Florida, USA company

Goodwin Heart Pine is a company located in Tampa, Florida and specializes in reclaiming antique heart pine and heart cypress from rivers and old buildings to produce lumber for flooring, stair parts and millwork. Goodwin's product range also includes other sustainable and rare woods, including wild black cherry. Goodwin Heart Pine also produces precision-engineered wood flooring, from these specialty woods. The company has a unique focus of harvesting resin-saturated deadhead logs from rivers that loggers felled in the 1800s, which sank due to their high resin content. The interior of the reclaimed logs is typically preserved by the tree's resin.

==History==
In 1976, George Goodwin began as a master carpenter and home builder. After a diver friend gave him antique long leaf pine logs found in the Suwannee River for his own project, the idea to reclaim logs from rivers was expanded into a sawmill operation in Micanopy, Florida. The company became incorporated in Florida in 1984. In 2002 it received Federal Trademark registration for "River-Recovered" from the US Patent & Trademark Office. In 2003, George and Carol Goodwin created the Reclaimed Wood Council, which was formed to educate buyers and set standards for reputable manufacturers of reclaimed woods. In 2007 the company introduced Precision Engineered wood flooring (PE), manufactured using reclaimed and sustainable woods. In 2025, North Rome Lumber announced the acquisition of Goodwin Company Brand and the Heartpine.com Legacy.

==Products and services==
Goodwin Heart Pine's specialties include antique river-recovered heart pine and heart cypress, antique heart pine, wild black cherry and precision-engineered wood, flooring, stair parts and millwork.

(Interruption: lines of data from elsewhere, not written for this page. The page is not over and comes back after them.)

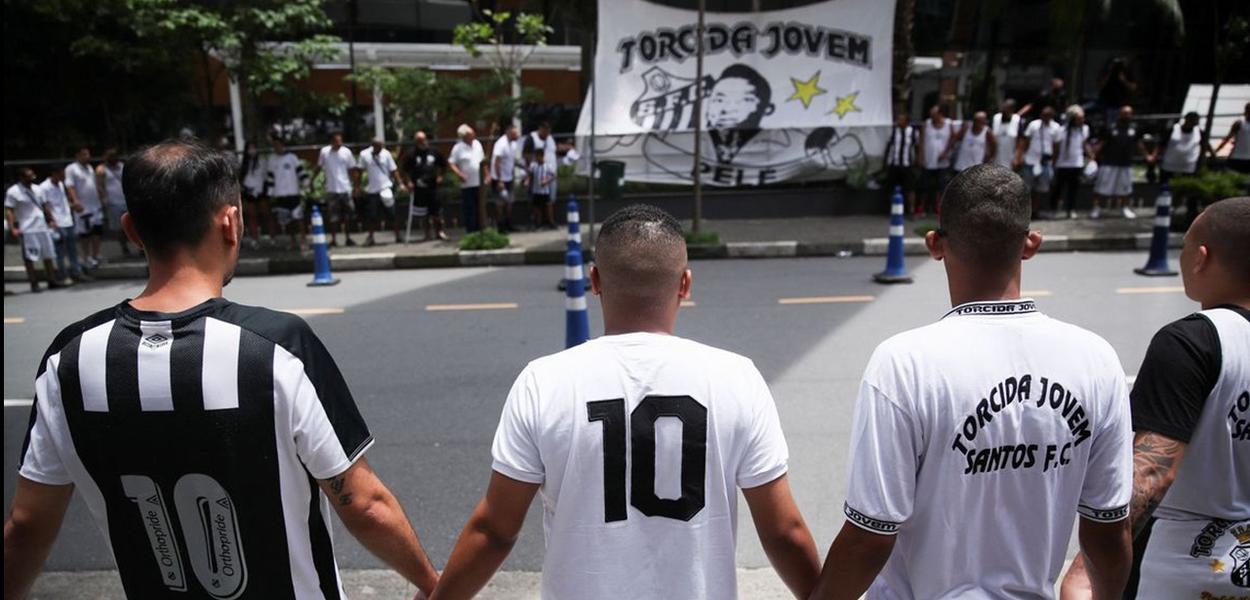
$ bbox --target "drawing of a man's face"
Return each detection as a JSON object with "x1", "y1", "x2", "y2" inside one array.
[{"x1": 705, "y1": 65, "x2": 774, "y2": 131}]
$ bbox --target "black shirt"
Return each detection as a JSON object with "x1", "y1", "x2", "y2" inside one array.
[
  {"x1": 1131, "y1": 305, "x2": 1250, "y2": 442},
  {"x1": 401, "y1": 147, "x2": 446, "y2": 189},
  {"x1": 1097, "y1": 123, "x2": 1138, "y2": 167}
]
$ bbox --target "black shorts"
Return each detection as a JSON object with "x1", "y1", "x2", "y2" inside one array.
[
  {"x1": 363, "y1": 193, "x2": 395, "y2": 222},
  {"x1": 271, "y1": 195, "x2": 301, "y2": 211},
  {"x1": 531, "y1": 193, "x2": 551, "y2": 207},
  {"x1": 885, "y1": 166, "x2": 917, "y2": 193},
  {"x1": 411, "y1": 188, "x2": 440, "y2": 217},
  {"x1": 919, "y1": 168, "x2": 951, "y2": 193},
  {"x1": 242, "y1": 190, "x2": 264, "y2": 205}
]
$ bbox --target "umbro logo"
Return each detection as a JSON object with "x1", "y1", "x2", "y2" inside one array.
[{"x1": 142, "y1": 333, "x2": 171, "y2": 349}]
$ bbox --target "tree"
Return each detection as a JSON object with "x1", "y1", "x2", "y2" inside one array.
[
  {"x1": 127, "y1": 0, "x2": 346, "y2": 143},
  {"x1": 1050, "y1": 0, "x2": 1183, "y2": 100},
  {"x1": 453, "y1": 8, "x2": 554, "y2": 127}
]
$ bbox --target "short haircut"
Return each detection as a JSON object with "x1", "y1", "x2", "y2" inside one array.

The company provides both river-recovered and other sustainable kiln-dried wood flooring, stair millings and lumber that meets the Florida Green Building Coalition and Leadership in Environmental and Engineering Design (LEED) standards.

==Awards and recognition==
Goodwin Heart Pine has gained national recognition by providing the wood used for The National Wood Flooring Association's Floor of the Year in the following years:
- 1997, 1999, 2000, 2002, 2009, 2010: Floor of the Year, National Wood Flooring Association designed by DM Hardwood Designs.
- 2008 Floor of the Year, National Wood Flooring Association designed by Goodwin Heart Pine Company.
- 2011 Floor of the Year, National Wood Flooring Association designed by Precision Floorcrafters.